Both leverage and multipliers practically increase the trading volume of your orders with an intention to earn a larger amount of profit while using a small amount of margin or stake.
So what are the differences between Deriv’s leverage and multipliers?
Deriv’s leverage trading (margin trading) is a traditional way of online trading.
With the leverage up to 1:500, you can trade a position with a larger volume while being required a small amount of margin, that is precisely 500 times smaller.
For example with Deriv’s 1:500 leverage, you can trade 500 USD worth of position with only 1 USD.
The leveraged trading will increase your trading volume, and this will also increase the profit and loss incurred to your account.
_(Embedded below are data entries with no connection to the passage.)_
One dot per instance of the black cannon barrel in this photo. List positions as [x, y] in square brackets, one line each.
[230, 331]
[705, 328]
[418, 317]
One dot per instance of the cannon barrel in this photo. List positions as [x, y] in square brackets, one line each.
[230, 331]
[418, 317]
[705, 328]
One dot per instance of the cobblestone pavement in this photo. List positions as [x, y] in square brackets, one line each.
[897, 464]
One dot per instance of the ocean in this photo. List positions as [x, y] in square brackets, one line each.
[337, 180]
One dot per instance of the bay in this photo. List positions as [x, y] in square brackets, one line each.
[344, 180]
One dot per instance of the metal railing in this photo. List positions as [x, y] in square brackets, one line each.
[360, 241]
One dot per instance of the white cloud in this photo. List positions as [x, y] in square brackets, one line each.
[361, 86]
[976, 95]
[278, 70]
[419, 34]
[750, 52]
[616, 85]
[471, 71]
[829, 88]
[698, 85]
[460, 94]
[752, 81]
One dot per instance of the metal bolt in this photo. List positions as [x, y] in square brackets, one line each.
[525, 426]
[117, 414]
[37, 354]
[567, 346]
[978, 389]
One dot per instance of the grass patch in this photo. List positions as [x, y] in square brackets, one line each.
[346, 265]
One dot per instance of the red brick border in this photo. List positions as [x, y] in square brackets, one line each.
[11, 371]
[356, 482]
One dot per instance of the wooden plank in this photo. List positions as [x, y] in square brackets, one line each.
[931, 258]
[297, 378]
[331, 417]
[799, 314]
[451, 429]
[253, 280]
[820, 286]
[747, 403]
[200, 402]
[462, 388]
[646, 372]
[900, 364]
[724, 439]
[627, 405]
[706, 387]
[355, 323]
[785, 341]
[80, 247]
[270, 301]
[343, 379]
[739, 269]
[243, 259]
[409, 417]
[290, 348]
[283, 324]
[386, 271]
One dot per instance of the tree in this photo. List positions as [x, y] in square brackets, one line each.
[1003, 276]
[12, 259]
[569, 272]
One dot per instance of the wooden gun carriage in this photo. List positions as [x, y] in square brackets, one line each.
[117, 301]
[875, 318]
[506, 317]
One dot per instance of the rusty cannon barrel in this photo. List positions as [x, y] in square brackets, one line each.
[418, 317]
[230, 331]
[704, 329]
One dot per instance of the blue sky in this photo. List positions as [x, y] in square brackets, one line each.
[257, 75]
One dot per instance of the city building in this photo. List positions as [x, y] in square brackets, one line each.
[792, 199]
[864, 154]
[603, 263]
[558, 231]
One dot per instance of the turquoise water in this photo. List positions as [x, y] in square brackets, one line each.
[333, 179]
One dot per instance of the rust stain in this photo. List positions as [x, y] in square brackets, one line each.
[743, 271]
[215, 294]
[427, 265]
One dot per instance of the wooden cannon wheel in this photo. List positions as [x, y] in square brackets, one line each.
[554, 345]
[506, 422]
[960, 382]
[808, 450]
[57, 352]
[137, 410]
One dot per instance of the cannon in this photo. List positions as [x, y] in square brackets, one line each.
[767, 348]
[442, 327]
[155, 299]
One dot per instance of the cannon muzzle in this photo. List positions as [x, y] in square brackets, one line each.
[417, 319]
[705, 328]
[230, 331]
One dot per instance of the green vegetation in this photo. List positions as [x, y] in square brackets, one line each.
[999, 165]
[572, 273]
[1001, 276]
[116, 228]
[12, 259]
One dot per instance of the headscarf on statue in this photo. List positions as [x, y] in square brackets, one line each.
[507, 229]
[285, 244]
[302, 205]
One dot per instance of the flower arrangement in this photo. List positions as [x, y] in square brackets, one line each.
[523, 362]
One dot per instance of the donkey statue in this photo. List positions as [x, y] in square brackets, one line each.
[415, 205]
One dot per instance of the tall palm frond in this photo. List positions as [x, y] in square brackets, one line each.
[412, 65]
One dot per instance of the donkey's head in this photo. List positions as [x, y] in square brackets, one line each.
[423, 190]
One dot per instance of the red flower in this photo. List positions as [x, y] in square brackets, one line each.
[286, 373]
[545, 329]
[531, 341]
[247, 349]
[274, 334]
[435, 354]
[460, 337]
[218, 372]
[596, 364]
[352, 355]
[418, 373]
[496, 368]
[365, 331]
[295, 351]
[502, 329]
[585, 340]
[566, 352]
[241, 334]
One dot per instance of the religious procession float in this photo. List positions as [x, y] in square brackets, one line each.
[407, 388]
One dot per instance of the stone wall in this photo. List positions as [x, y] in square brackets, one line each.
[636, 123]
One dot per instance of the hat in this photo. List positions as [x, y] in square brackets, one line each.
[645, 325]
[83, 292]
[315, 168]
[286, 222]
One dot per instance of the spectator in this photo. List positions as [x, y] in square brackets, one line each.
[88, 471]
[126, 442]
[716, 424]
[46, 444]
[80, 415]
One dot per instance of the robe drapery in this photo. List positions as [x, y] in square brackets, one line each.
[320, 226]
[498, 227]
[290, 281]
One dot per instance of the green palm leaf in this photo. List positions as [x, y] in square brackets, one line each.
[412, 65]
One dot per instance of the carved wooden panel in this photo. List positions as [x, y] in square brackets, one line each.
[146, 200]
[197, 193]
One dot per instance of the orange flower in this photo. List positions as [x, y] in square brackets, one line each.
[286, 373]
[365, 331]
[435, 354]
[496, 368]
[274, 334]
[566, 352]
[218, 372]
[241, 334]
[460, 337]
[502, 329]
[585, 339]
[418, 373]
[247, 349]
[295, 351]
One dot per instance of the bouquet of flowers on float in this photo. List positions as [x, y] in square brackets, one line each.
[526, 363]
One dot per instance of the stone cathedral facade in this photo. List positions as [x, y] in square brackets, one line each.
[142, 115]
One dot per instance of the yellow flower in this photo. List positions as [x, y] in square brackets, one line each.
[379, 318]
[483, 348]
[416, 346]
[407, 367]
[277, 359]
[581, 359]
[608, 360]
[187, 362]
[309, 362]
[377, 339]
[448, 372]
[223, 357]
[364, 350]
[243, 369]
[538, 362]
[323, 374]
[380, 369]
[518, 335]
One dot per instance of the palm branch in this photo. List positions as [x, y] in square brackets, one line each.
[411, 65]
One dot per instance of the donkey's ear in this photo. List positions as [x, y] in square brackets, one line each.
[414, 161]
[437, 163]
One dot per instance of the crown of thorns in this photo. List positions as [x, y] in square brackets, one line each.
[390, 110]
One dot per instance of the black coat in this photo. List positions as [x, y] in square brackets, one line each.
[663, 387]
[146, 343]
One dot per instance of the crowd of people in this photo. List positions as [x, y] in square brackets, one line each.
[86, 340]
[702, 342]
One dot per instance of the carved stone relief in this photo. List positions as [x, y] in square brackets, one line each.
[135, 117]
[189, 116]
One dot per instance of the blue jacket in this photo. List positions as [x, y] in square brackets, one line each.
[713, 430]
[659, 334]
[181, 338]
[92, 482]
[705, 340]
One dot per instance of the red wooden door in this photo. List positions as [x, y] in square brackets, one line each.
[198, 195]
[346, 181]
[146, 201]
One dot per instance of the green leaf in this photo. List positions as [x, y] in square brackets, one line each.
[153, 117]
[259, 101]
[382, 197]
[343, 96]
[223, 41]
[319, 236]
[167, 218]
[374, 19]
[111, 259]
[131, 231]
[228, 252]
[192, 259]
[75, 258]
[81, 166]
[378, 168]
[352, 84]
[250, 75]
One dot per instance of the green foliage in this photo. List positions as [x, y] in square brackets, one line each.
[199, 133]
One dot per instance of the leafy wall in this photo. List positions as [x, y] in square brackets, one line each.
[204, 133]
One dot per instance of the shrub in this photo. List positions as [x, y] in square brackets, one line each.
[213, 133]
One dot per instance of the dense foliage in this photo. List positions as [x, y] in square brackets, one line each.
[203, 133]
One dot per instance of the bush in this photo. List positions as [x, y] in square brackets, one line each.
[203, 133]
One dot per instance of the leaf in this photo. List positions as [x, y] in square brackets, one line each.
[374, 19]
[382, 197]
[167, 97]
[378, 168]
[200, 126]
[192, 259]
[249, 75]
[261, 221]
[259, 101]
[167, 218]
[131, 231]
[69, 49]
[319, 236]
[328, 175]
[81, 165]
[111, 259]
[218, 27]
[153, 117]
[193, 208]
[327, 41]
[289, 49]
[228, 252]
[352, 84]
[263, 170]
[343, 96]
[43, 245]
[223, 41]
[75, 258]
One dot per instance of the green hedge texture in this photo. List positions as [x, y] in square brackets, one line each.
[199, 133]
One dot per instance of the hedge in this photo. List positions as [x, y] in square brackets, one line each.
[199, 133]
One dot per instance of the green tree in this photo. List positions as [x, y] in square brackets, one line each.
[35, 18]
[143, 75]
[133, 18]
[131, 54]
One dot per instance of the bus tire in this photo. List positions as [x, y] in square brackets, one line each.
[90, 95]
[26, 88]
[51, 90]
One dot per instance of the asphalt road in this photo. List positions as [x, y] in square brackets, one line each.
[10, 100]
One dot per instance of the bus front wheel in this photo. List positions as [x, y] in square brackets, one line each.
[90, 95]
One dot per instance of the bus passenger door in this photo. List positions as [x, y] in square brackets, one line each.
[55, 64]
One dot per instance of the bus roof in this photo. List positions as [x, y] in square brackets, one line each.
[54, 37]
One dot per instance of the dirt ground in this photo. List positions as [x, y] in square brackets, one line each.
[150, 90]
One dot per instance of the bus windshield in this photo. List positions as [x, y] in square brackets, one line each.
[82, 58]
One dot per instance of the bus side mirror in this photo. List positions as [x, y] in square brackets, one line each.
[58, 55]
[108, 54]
Deriv’s multipliers is an advanced feature unique to Deriv’s platform.
Just like the leverage, the multipliers will increase the amount of “stake” you have.
What’s great about the multipliers is that your profit is multiplied by the multipliers, but the loss is limited to your specified stake.
For example, if your stake is 100 USD, then you could lose only up to $100 while you have a chance to win a larger amount of profit.